Cathalijneroute
Nederland, Zeeland, Oostburg
- 47
- 53
- 52
- 41
- 83
- 86
- 74
- 72
- 71
- 73
- 76
- 77
- 78
- 47
Geen enkele route telt zoveel kreken als de Cathalijneroute. In het begin van de middeleeuwen werd dit gebied echter doorsneden door nog veel meer kreken. De kustlijn liep waar nu Zeeuws-Vlaanderen aan België grenst. Het land werd ingedijkt, maar door overstromingen ontstonden nieuwe kreken. Na hernieuwde bedijking zijn de kreken uiteindelijk grotendeels verdwenen. Deze route biedt tevens veel herinneringen aan de Tachtigjarige Oorlog: schansen, linies en een vestingstad.
Fietsveiligheid route-informatie: houd op deze route rekening met onderstaande punten; pas je snelheid aan, houd rekening met tegenliggers en mederecreanten en ga waar nodig achter elkaar rijden.
• Met name in het Belgische deel (52-41-83-86) gaat de route over wegen met een slecht wegdek of over fietspaden met betonplaten die scheuren bevatten; pas je snelheid aan en wees alert op onverwachte hobbels.
• Tussen 41-83 gaat de route over een kort stukje grindpad; pas je snelheid hierop aan.
Toegankelijkheid: deze route is in principe geschikt voor extra brede fietsen (driewielers, bakfietsen, etc.), mits je rekening houdt met bovenstaande punten.
Het Groote Gat is een kreek die ooit deel uitmaakte van een vaarweg die Brugge een verbinding met de zee bood. Nu is het een vogelreservaat, waaraan de Cathalijnepolder grenst. Deze polder verdronk in de Tachtigjarige Oorlog, maar werd rond 1560 opnieuw drooggelegd.
De contouren van een van de Staatse linies, de Cathalijneschans, zijn nog in het landschap te zien, maar andere forten met fraaie namen als Melk en Brokken, Spek en Brood en Kaas en Brood zijn verdwenen.
Waterlandkerkje ontstond in de 17e eeuw op een driesprong van dijken die de Gouden, Oude Passageule en Vrije Polder omsluiten. Het tere NH-zaalkerkje is gebouwd in 1674.

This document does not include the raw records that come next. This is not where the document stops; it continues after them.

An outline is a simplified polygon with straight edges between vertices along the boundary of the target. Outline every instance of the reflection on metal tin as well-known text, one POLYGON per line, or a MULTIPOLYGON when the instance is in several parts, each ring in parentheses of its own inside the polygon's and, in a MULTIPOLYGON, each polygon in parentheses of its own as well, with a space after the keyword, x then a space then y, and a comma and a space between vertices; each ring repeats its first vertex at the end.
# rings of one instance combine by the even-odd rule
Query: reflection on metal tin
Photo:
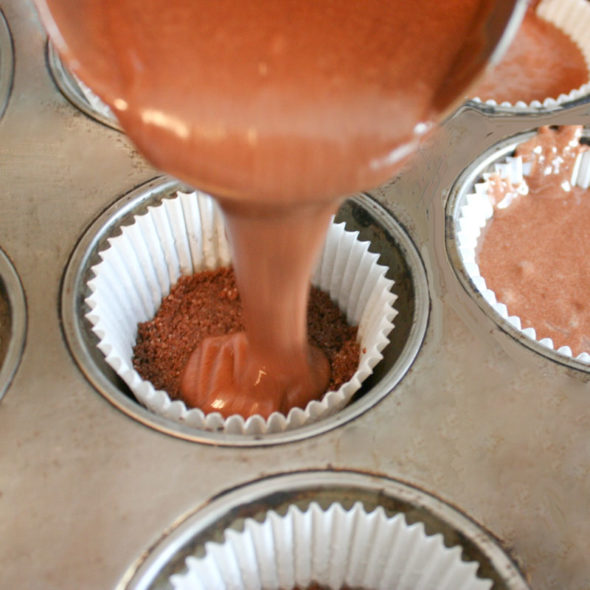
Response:
MULTIPOLYGON (((485 192, 479 194, 484 186, 481 184, 484 174, 496 170, 498 165, 504 167, 498 169, 509 170, 511 164, 507 158, 514 154, 520 143, 534 135, 535 131, 521 133, 492 146, 472 162, 455 181, 446 206, 447 253, 462 286, 503 332, 552 361, 590 373, 588 353, 581 353, 573 358, 569 347, 555 350, 550 339, 538 340, 534 329, 524 329, 520 318, 511 315, 506 305, 498 301, 495 293, 486 286, 477 265, 476 252, 480 231, 492 215, 485 192), (478 184, 479 186, 476 186, 478 184)), ((588 137, 588 130, 584 131, 584 136, 588 137)))
POLYGON ((403 378, 416 357, 428 321, 428 289, 422 262, 406 233, 376 201, 365 195, 347 200, 337 221, 346 229, 359 232, 359 240, 370 242, 370 250, 389 270, 398 296, 395 329, 390 343, 382 351, 383 359, 363 383, 352 401, 334 415, 293 430, 268 434, 234 434, 197 430, 186 423, 154 414, 141 406, 128 387, 106 364, 97 348, 97 338, 85 318, 89 294, 87 282, 91 267, 99 261, 99 251, 119 228, 128 225, 135 215, 170 198, 178 190, 188 190, 177 181, 159 178, 117 200, 89 228, 72 254, 65 272, 61 312, 63 328, 70 350, 90 383, 120 410, 143 424, 186 440, 215 445, 259 446, 291 442, 331 430, 359 416, 390 393, 403 378))
POLYGON ((14 54, 10 29, 0 10, 0 118, 8 105, 14 75, 14 54))
POLYGON ((0 399, 20 363, 27 329, 23 288, 14 266, 0 250, 0 399))
MULTIPOLYGON (((239 535, 248 535, 250 532, 253 533, 249 543, 250 551, 240 554, 235 563, 236 567, 232 568, 232 573, 234 579, 239 578, 240 575, 251 575, 252 571, 248 570, 266 568, 267 564, 264 563, 266 560, 253 559, 249 562, 244 553, 254 552, 257 557, 260 557, 261 553, 270 551, 268 549, 269 543, 272 543, 273 547, 274 544, 281 547, 281 551, 277 551, 277 553, 288 554, 297 551, 297 541, 281 543, 280 537, 283 529, 280 526, 280 521, 281 519, 289 519, 293 514, 300 515, 309 512, 313 513, 313 518, 307 521, 308 526, 287 526, 286 530, 293 534, 293 539, 296 539, 297 536, 317 533, 318 529, 321 529, 325 524, 326 519, 322 519, 322 515, 328 514, 330 517, 330 512, 335 512, 337 516, 341 517, 339 523, 334 527, 340 532, 347 530, 344 520, 346 512, 354 512, 356 522, 353 530, 361 538, 363 531, 370 529, 373 525, 368 521, 374 521, 376 516, 385 515, 389 519, 397 519, 398 521, 403 519, 404 525, 408 525, 412 530, 411 535, 405 536, 403 528, 398 528, 396 541, 403 545, 400 550, 405 561, 408 562, 402 563, 398 567, 416 566, 423 546, 421 539, 427 539, 431 545, 430 556, 428 567, 423 569, 434 568, 437 564, 433 563, 435 560, 432 542, 436 539, 440 543, 441 551, 447 553, 446 557, 451 552, 460 556, 458 564, 452 563, 448 559, 445 560, 446 563, 442 569, 446 571, 440 575, 437 583, 442 584, 443 578, 446 577, 452 579, 455 568, 469 565, 473 571, 473 585, 458 584, 456 587, 479 588, 481 585, 488 588, 493 587, 496 590, 527 590, 529 588, 518 567, 490 533, 456 508, 435 496, 397 480, 364 473, 301 471, 273 475, 234 488, 198 508, 179 523, 175 523, 153 549, 131 566, 119 583, 118 590, 171 588, 173 582, 175 587, 182 587, 177 584, 179 578, 186 575, 187 558, 189 558, 189 564, 191 560, 193 561, 193 564, 189 565, 191 569, 193 565, 196 565, 196 560, 204 561, 209 558, 212 550, 217 553, 217 558, 223 558, 223 545, 228 543, 230 537, 232 540, 236 540, 239 535), (333 511, 335 506, 337 506, 337 510, 333 511), (270 514, 272 514, 272 526, 269 527, 268 534, 256 534, 255 529, 261 528, 257 526, 258 523, 268 522, 270 514), (365 518, 369 514, 370 518, 365 518), (229 531, 231 534, 227 535, 229 531), (424 536, 420 538, 422 531, 424 536), (266 539, 266 541, 262 542, 261 539, 266 539), (408 555, 410 545, 413 548, 411 559, 408 555)), ((320 530, 320 534, 316 536, 319 537, 321 534, 320 530)), ((368 566, 372 562, 374 554, 380 553, 382 549, 373 543, 378 543, 379 539, 386 536, 383 527, 379 527, 379 533, 365 538, 364 542, 356 537, 352 539, 338 536, 338 542, 323 544, 313 543, 314 539, 310 538, 309 544, 314 547, 314 555, 309 559, 301 557, 298 560, 294 558, 291 560, 292 563, 285 563, 284 569, 288 569, 290 566, 291 572, 288 572, 287 577, 298 577, 299 580, 304 579, 305 584, 308 584, 311 580, 306 577, 309 577, 310 570, 314 569, 313 561, 320 560, 325 561, 319 566, 319 570, 324 572, 323 575, 326 575, 326 570, 333 571, 334 575, 330 577, 331 580, 341 574, 347 576, 345 578, 347 583, 350 583, 351 579, 367 580, 365 583, 361 582, 361 587, 392 587, 384 586, 380 582, 368 581, 371 578, 374 579, 370 571, 358 571, 359 569, 369 569, 368 566), (350 544, 358 543, 358 548, 354 551, 346 550, 349 545, 346 541, 349 541, 350 544), (344 551, 340 551, 341 549, 344 551), (362 563, 355 564, 355 557, 360 554, 364 556, 362 563), (339 563, 330 564, 330 560, 339 561, 339 563), (332 565, 340 567, 332 568, 332 565), (358 568, 355 565, 358 565, 358 568)), ((345 535, 345 537, 347 536, 345 535)), ((387 554, 387 551, 385 553, 387 554)), ((269 561, 275 558, 277 558, 276 555, 268 555, 267 557, 269 561)), ((279 559, 277 558, 277 561, 279 559)), ((232 562, 233 559, 228 559, 225 564, 229 566, 232 562)), ((377 565, 377 569, 380 567, 383 567, 382 561, 377 565)), ((416 569, 422 568, 414 567, 413 569, 411 574, 408 573, 408 577, 416 579, 417 574, 422 573, 417 572, 416 569)), ((199 581, 206 578, 206 573, 206 571, 202 572, 203 576, 199 578, 199 581)), ((255 573, 258 574, 258 571, 255 573)), ((280 584, 277 585, 276 580, 279 577, 285 577, 285 572, 281 572, 280 575, 276 573, 268 575, 268 573, 266 578, 264 575, 262 576, 267 580, 265 587, 282 587, 280 584), (271 583, 270 580, 273 578, 275 581, 271 583)), ((387 572, 380 571, 379 574, 386 575, 387 572)), ((217 580, 219 582, 219 578, 217 580)), ((407 585, 408 582, 406 577, 406 585, 402 584, 402 587, 434 587, 432 584, 426 586, 407 585)), ((330 582, 330 587, 340 587, 339 584, 333 586, 334 583, 330 582)), ((355 584, 355 587, 357 586, 358 583, 355 584)), ((217 586, 211 586, 205 582, 202 587, 217 586)), ((238 585, 238 587, 240 586, 238 585)), ((437 587, 439 586, 437 585, 437 587)))
POLYGON ((99 123, 121 131, 111 109, 65 67, 50 42, 47 43, 47 64, 57 87, 75 107, 99 123))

Hier passeert u voor het eerst de Linie of Passageule, in de 17e eeuw deel van een vaarweg tussen het Zwin en de Braakman. Niet veel later werd het als waterlinie in gebruik genomen door langs het water een aantal inmiddels weer verdwenen schansen te bouwen.
Al van verre is de grote, onvoltooide toren van de kerk van Sint Kruis te zien. Stap in Sint Kruis even van de fiets en maak een rondje om de kerk. Dan is goed de vreemde verhouding te zien tussen de forse toren en het ‘magere’ schip: duidelijk een geval van een door geldgebrek gesmoorde poging om een echte kathedraal te bouwen.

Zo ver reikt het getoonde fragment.